Pears formed part of the provisions of the troops at Agincourt in 1415, where Worcestershire bowmen carried banners depicting a pear tree laden with fruit. Michael Drayton's poem of the battle, notes “Wor’ster a pear tree laden with its fruit”.

On Queen Elizabeth I's visit to the city of Worcester in August 1575, the city authorities ordered a black pear fruit-laden tree to be transplanted to the Foregate from Whystone Farm, in her honour. So admiring was she of the good management that had allowed the fruit to remain unplucked that she granted an augmentation of honour of a canton charged with "three pears sable" to be added to the city's coat of arms.

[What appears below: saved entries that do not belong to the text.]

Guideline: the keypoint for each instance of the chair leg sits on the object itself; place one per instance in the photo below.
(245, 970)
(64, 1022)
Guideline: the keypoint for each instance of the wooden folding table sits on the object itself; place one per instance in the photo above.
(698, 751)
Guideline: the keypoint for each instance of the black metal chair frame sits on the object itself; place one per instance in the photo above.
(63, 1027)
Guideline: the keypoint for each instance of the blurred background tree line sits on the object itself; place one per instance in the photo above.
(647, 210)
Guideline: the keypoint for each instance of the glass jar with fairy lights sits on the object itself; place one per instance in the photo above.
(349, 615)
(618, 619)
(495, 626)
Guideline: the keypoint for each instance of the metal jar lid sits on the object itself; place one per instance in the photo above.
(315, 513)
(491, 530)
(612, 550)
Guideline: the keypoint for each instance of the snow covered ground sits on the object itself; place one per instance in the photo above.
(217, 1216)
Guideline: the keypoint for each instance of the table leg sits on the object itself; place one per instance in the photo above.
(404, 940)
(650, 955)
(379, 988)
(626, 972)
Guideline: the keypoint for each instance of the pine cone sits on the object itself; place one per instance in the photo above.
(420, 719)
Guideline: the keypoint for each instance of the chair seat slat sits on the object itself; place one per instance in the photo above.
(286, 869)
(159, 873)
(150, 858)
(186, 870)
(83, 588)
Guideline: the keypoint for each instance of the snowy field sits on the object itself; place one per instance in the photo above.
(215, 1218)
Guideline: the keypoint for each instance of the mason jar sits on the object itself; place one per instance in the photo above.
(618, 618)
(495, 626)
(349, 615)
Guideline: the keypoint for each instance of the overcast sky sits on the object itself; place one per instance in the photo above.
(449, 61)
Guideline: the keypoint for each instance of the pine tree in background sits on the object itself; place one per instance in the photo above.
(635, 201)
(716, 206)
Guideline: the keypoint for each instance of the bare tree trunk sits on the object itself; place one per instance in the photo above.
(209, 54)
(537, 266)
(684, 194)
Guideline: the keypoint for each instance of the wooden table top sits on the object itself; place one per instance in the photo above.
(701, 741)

Up until amalgamation with the Warwickshire Yeomanry in 1956, the Worcestershire Yeomanry used an image of the pear blossom for badges. It is still used on the County Council and County Cricket Club badge.

Specific varieties of pear are seldom mentioned in heraldic blazons, although "Warden pears" are blazoned as canting arms for the family of Warden. Pears feature in the canting arms of the families of Parincheff and Periton.

==Warden Pear==
The name of 'Warden pear' may refer to any one of a number of pear varieties that do not truly ripen and must therefore be cooked to be edible. They are used to make "Warden pies"; "I must have Saffron to colour the Warden Pies" (Shakespeare, The Winter's Tale iv.3). In Two Fifteenth-Century Cookery-Books, edited by Thomas Austin for the Early English Text Society (Original Series, Volume 91), a recipe is given (p. 51) for "Quyncis or Wardouns in past"
Also known as 'Parkinson's Warden'.

==Description==
The fruits are up to 78mm (3″) wide and 85mm long, and can weigh as much as 260g.
The skin is a dark mahogany colour with russet freckles and small areas of rough skin. The flesh is a pale yellow or cream, tinged green under the skin.

They should be picked in October or early November, when it is crisp, hard and gritty then they can be stored until April. This does not require refrigeration, hence why they were so valuable in the past, as they could be used by troops when on long-distance travels. They are also sharp and bitter until cooked. There are many old recipes involving the black pears.

They have good disease resistance and some Scab resistance.